Master Naturalists: A bird beak for every meal
By Paul and Mary Meredith
Nov. 7, 2013 at 5:07 a.m.
It's easy to tell that birds' beaks have adapted so they can efficiently catch and hold their normal food. Ducks have wide, flat beaks to find plants and small, aquatic creatures in muddy rivers and pond bottoms. Pelicans have large bills to dive on or scoop fish.
Wading spoonbill bills are paddle-shaped and touch-sensitive - perfect for gleaning food like small fish, shrimp, mollusks, snails and insects as they swing their open bills from side to side.

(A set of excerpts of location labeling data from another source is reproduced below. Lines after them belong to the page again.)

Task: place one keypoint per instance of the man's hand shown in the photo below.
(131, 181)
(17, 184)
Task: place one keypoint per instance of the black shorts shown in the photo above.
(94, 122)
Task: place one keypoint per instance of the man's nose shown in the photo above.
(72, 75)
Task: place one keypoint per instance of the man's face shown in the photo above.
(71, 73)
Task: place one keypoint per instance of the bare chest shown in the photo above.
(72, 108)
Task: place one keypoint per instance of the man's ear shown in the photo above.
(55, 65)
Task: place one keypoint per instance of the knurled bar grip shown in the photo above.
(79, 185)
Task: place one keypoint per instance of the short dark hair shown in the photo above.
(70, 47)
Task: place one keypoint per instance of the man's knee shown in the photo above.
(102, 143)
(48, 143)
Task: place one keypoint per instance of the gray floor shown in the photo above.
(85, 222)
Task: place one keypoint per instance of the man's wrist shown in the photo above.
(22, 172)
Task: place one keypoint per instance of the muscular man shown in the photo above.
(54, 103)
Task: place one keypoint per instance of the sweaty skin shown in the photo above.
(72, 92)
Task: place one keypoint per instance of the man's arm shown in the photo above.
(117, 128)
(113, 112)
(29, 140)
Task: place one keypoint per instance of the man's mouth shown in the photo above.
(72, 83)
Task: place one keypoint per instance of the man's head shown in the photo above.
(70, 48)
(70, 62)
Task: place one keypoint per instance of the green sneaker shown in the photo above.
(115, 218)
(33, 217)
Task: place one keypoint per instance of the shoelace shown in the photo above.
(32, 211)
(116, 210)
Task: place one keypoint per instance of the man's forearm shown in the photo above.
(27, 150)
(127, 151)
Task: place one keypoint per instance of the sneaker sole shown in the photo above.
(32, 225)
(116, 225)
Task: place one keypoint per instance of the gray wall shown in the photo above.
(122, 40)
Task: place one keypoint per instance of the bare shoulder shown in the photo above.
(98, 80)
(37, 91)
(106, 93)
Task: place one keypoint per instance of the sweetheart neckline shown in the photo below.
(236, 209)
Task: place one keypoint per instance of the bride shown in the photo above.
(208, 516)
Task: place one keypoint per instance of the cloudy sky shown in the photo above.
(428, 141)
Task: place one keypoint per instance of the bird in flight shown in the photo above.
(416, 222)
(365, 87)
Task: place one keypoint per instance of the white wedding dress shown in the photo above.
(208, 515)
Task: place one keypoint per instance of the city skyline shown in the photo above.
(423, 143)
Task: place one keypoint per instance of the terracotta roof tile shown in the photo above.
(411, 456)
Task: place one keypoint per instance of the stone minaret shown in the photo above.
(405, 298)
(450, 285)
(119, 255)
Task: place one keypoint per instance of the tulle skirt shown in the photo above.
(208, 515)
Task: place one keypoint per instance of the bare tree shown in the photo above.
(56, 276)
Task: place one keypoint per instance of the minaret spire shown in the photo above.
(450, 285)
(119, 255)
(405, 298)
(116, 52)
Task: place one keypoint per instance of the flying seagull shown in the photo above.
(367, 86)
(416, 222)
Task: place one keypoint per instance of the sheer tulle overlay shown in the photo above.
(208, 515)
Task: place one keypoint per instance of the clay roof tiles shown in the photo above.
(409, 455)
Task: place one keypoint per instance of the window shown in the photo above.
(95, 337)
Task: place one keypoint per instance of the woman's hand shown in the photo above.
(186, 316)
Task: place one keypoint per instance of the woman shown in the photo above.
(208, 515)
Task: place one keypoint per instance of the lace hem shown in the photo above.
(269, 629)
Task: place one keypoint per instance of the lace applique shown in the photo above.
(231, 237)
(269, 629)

Raptors, as carnivores, all have heavy, hooked bills with sharp, cutting edges to catch, kill and tear apart prey.
Hummingbird bills - how have they adapted?
Hummers, unique to the Americas, adapted - with long, thin, light beaks and special tongues that curl up into their skulls, giving them access to nectar in long, narrow flowers. Some have curved beaks, adapted to feeding on and pollinating specific plants with curved flowers.
Heliconias (bird of paradise plants) in the Caribbean are only pollinated by a specific group of curve-billed hummers called "hermits," whose bills perfectly match the flowers' throats. Yes, hummers drink nectar for energy. But 40 to 60 percent of their diet is insects and spiders.
We regularly see our hummers browsing rose and milkweed plants - not for nectar but for aphids. They also eat small bugs and spiders on flowers as they search for nectar. What is startling is that they eat mosquitos, flies and even gnats, catching them on the fly.
A bill for catching flying insects?
If you designed a hummer bill to catch flying insects, it would look like a swallow's, a flycatcher's or even a mockingbird's - short and pretty wide. Could you catch a gnat with pair of tweezers? I'd rather have a rolled paper or flyswatter. So how do hummers catch little insects on the fly with a tweezer-like bill?
Biologists taking high-speed movies of three hummer species feeding on small flies were surprised to find two striking adaptations. First, hummers, including Ruby throats, can open their lower beaks really wide, up to 20 degrees, effectively making their mouth much bigger to better scoop up an insect. That big opening is certainly not needed for nectar extraction or for plucking nonflying prey.
Then, they were really startled by the hummers' second adaptation. Their films showed hummers can also flex their lower jaw laterally (just like we can) to widen the area at the base of the beak, again giving an effectively bigger mouth for catching prey.
As Dr. Margaret Rubega, evolutionary biologist and ecologist at University of Connecticut, commented, "If anyone had said hummingbirds' beaks are bending before we saw the video, we would have said that's crazy." So hummers turn out to be efficient flying-insect feeders after all.